Met onze mascottes op het dashboard en een vrolijke Franstalige playlist vertrokken we naar het zuiden. Op de weg was het verrassend rustig. Na Antwerpen volgden we de kustroute tot aan onze eindbestemming Crozon, een prachtig groen schiereiland. Onderweg overnachtten we in Normandië in het kustplaatsje Fécamp en in een Pippi Langkousachtig huis bij Le Mont Saint-Michel.
Uiteraard bezochten we de abdij op Le Mont Saint-Michel en wat was het daar prachtig. Helemaal als je de geschiedenis van die plek kent. Een prachtige zonsondergang en driehonderd foto’s later fietsten we terug naar ons sprookjesachtige hippiehotel en waren heel blij dat we deze stop in onze reis hadden ingevoegd.



Op weg naar onze eindbestemming werden de landschappen mooier en mooier. Groener ook. En toen realiseerde ik me weer eens dat ik heuvels mis in Nederland. Op elke top strekte zich weer een prachtig uitzicht voor ons uit. Nog maar weer een foto.

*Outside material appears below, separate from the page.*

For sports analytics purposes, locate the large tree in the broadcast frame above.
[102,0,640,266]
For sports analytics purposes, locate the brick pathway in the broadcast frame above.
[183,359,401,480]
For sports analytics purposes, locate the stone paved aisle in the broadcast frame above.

De camping bleek een gemoedelijke, kleinschalige camping te zijn waar we de perfecte plek kregen toegewezen, inclusief privé-picknickbank. De basisvoorzieningen waren er en het was er schoon. Tussen half elf ’s avonds en half acht ’s ochtends waren de douches gesloten en ging de slagboom voor auto’s dicht. En dat bleek tekenend voor de rust op het campingterrein. Klinkt saai? Nope, het was heerlijk. We genoten zelfs van het afwassen in een teiltje bij het toiletgebouw. Alles op de fictieve bingokaart over kamperen vinkten we af: badminton, petanque, baguettes, douchen met je slippers aan, eenpansgerechten op het kampeergasje, ’s nachts met de zaklamp naar de wc, dieren in de tent (een pad en naaktslak) en een druppende tent.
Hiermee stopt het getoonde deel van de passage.